Why Reduce Swelling?

October 19th, 2014
health, medicine
Recently I jammed my fingers, and aside from resting them the standard healing advice is to reduce the swelling with ice, compression, elevation, and ibuprofen (advil/motrin). This is surprising, especially the medication. Why would we evolve swelling, a response to a common injury, if it's harmful? I could believe that in some cases you could have excessive swelling and it would be good to reduce that, but in the typical case you would expect swelling to be useful.
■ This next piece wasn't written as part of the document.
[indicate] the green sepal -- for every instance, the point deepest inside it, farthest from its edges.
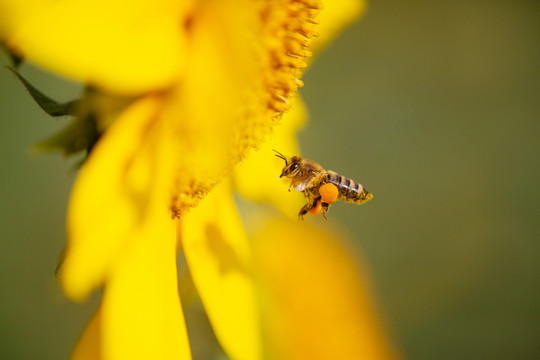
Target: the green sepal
(49, 105)
(80, 135)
A similar argument applies to fevers: the body raised its temperature, so why does it make sense to come in with acetaminophen (tylenol) and bring it back down? Again, if a fever gets high enough we do need to control it, but we should expect letting the fever run its course to be the healthiest option in most cases.

What is it that these systemic medications do that our bodies weren't able to evolve on their own? Or is the modern environment different enough from the one in which we evolved that a response like fever or swelling once was useful but no longer is? Or maybe it's not useful after all; has anyone done an RCT looking at the impact of swelling reduction actions or medication on healing? Can I get some volunteers willing to self-administer hammer blows? [1]

(This is basically an algernon argument, a use of the evolutionary optimality challenge.)


[1] People would first need to administer the hammer, then check to see which treatment to apply. The trauma must be applied blind.